Morris lives with his wife. He owns a personal computer at home. He has an electronic mail address and owns an internet-capable cellular telephone. Morris does his family’s banking over the internet with his personal computer, which thus contains his financial and banking records. Morris also does not want to comply with section 8(b) because it will remove his and his wife’s privacy in their home. He does not want to lose his privacy in his home and effects, and he also does not want to have to install and pay for software and/or hardware that would allow other persons to monitor his computer use.
The plaintiffs argued that the requirements violate the 4th Amendment because they authorize warrantless intrusions into the homes of all members of the plaintiff class – and the homes of all future people who would fall into that category. The home is the most private of all the places protected by the 4th Amendment, for reasons that go back into our history. The 4th Amendment is based in the English notion that a “man’s home is his castle”, which means law enforcement officers can’t just barge in and search whenever they feel like it. The method English common law and the drafters of the 4th Amendment jointly arrived at is (i) probable cause to look for a particular thing and (ii) a search warrant issued by a magistrate authorizing a search for that thing. That protects people by limiting what law enforcement can do.

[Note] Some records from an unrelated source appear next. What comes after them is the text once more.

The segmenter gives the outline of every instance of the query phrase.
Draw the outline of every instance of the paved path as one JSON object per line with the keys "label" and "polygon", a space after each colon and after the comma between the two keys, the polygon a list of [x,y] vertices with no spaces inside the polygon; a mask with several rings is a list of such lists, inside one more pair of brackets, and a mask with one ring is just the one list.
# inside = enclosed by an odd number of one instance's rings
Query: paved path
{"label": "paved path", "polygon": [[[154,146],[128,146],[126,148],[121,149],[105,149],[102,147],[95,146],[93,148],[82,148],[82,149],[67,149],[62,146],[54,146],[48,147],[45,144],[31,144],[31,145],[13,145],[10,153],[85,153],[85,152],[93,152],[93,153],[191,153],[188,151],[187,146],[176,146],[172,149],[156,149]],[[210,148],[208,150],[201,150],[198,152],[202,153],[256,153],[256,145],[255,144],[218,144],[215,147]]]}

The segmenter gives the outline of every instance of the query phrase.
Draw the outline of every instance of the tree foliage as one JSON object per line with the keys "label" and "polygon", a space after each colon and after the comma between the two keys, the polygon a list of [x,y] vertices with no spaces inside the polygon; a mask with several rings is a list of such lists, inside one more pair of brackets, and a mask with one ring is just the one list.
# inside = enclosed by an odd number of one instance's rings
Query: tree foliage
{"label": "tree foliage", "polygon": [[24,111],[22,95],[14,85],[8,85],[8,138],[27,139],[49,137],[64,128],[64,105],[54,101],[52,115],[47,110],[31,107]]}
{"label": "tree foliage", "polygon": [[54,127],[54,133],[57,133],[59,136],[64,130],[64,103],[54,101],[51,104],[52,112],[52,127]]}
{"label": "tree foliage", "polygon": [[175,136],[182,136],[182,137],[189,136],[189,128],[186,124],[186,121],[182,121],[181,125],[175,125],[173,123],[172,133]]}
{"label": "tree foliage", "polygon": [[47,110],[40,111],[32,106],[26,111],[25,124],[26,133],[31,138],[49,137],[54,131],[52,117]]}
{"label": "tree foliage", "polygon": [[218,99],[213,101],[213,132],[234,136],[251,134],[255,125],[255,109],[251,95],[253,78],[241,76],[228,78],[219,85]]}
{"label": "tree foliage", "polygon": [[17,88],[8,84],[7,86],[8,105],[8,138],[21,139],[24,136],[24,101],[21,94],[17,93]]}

Judge Hamilton held that the new requirements are unconstitutional:
Section 8(b) cuts into the heart of the Fourth Amendment – privacy in the home. Section 8(b) requires the members of the plaintiff class to consent to the search of their personal computers or internet-capable devices `at any time.’ Even if law enforcement officers chose to wait outside the home to demand the right to search a registrant’s portable devices (the statute is silent on the point), personal computers will most often be inside the home. By granting unlimited access to these devices, the Indiana legislation crosses the most fundamental boundary under the Fourth Amendment, and dispenses with the warrant requirement. The ability of the individual to retreat into his home, and there to be free from unreasonable intrusion by the government, stands `at the very core’ of the protections granted by the Fourth Amendment.John Doe v. Prosecutor, supra.
He also found that the statute’s use of “consent” was invalid because it’s a coerced consent: “These plaintiffs have rights under the Fourth Amendment. The State may not force them to waive those rights under threat of criminal prosecution for failing or refusing to do so.” John Doe v. Prosecutor, supra. (His opinion is very well-reasoned and detailed and, as such, is 50 pages long, so I can’t do it justice here. If you’re interested, check it out on the court’s website.)
The plaintiffs won, and the new statute can’t be enforced. I don’t know about you, but I’m on Judge Hamilton’s side. But I’m sure the state of Indiana will appeal the decision to the 7th Circuit Court of Appeals.